Да, Мадзини не терял надежды. Больше того, с каждым днем отчаянной обороны надежда эта крепла. Все новые письма прибывали к нему из Франции. В Париже зреет гнев, растет ненависть к Луи Наполеону. Уже многие матери получили от властей извещения о гибели сыновей под стенами Рима, и каждое такое письмо - еще одна искра в тлеющем огне. Когда же дошла до Парижа весть о кровавой битве за виллу Четырех Ветров, гнев выплеснулся наружу.
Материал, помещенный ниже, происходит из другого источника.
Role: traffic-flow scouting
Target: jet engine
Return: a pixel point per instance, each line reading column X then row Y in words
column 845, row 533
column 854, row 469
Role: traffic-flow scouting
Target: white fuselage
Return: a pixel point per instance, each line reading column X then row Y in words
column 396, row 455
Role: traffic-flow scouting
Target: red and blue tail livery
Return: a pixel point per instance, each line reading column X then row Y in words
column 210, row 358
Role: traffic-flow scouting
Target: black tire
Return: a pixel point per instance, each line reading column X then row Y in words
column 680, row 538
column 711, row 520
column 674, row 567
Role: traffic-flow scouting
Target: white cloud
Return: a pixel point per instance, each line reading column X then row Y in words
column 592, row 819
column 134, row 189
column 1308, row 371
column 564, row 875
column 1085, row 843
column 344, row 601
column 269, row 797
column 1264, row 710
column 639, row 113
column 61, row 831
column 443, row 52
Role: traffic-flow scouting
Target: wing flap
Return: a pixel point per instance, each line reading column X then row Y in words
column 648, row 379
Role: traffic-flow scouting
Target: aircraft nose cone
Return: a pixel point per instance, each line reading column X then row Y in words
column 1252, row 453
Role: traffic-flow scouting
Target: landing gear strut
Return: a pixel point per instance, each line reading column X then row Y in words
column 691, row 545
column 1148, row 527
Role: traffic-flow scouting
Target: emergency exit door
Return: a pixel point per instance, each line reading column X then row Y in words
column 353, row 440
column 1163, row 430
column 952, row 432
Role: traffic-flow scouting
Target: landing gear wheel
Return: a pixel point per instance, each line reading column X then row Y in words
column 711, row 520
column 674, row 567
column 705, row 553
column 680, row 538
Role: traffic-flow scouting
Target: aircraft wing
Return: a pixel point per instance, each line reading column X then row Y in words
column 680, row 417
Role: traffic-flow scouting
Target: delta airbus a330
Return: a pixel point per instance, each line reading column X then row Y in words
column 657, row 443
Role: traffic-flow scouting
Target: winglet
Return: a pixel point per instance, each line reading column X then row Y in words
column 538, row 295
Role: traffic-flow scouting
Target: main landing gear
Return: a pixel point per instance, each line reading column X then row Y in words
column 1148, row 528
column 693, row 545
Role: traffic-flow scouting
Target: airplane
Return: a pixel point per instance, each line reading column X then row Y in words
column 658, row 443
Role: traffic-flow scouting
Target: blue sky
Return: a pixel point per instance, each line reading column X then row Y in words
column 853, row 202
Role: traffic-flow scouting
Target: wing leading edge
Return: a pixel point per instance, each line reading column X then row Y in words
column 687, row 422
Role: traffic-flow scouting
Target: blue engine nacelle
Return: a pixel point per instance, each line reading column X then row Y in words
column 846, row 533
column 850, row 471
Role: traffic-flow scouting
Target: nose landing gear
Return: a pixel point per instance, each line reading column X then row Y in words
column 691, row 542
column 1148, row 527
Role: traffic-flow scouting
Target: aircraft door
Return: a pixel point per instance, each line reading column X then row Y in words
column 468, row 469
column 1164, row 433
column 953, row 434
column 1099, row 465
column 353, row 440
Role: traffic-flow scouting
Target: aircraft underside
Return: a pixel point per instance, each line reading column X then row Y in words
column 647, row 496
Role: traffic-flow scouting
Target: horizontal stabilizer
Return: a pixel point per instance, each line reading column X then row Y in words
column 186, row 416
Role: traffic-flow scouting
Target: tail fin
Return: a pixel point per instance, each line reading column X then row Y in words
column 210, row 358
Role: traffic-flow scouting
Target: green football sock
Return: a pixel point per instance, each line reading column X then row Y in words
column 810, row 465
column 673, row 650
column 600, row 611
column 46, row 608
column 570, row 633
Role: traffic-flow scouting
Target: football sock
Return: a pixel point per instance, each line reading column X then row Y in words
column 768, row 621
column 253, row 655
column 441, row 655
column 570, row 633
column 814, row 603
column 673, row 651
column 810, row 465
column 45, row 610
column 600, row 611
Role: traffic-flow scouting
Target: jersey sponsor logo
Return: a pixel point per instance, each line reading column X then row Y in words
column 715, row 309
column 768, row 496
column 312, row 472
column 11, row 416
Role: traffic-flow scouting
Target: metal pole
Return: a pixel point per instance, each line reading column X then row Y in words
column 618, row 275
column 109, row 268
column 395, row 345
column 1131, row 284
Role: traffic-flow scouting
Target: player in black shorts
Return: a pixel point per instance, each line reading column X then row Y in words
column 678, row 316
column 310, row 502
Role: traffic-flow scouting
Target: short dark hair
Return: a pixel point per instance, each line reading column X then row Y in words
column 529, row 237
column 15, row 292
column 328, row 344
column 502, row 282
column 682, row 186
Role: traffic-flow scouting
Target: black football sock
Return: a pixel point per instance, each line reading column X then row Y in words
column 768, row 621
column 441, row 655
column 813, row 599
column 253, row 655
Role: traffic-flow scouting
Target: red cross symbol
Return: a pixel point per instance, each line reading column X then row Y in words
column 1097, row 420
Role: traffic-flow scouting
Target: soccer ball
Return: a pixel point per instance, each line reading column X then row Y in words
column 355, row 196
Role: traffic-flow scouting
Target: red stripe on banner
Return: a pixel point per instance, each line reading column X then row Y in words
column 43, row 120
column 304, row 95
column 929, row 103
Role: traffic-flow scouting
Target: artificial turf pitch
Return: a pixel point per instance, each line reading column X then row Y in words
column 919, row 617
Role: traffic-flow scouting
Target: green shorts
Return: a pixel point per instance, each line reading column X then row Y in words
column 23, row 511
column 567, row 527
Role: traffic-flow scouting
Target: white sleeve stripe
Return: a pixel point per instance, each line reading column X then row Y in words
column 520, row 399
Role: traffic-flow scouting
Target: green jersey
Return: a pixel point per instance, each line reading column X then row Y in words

Рано утром 13 июня парижские рабочие, ремесленники, студенты запрудили бульвары Парижа. Но где-то задержались вожди-монтаньяры, Ледрю-Роллен, Араго, Бастид, и они стояли в бездействии, теряя драгоценное время. В толпе было и двое русских эмигрантов, Герцен и Сазонов. Наконец вожди появились, и колонна двинулась по улицам и бульварам к Национальному Собранию. С флагами, французским и Римской республики, с пением "Марсельезы", но без оружия. Организаторы протеста боялись, как бы власти не обвинили их в насилии над волей парламента.
Странные люди, в такую минуту они боялись "дать повод". Штыкам и пулям они хотели противопоставить знамена и "Марсельезу". А ведь народ готов был восстать и ждал лишь сигнала! Так и не дождался. Недолгим был марш колонны. На улице Мира путь ей преградила рота венсенских стрелков. Когда колонна приблизилась, стрелки внезапно расступились, и на демонстрантов из глубины улицы вылетел эскадрон драгун. Драгуны врезались в ряды безоружных демонстрантов и, как рассказывал потом друзьям Герцен, "с каким-то упоением пустились мять людей, рубя палашами плашмя и острой стороной при малейшем сопротивлении".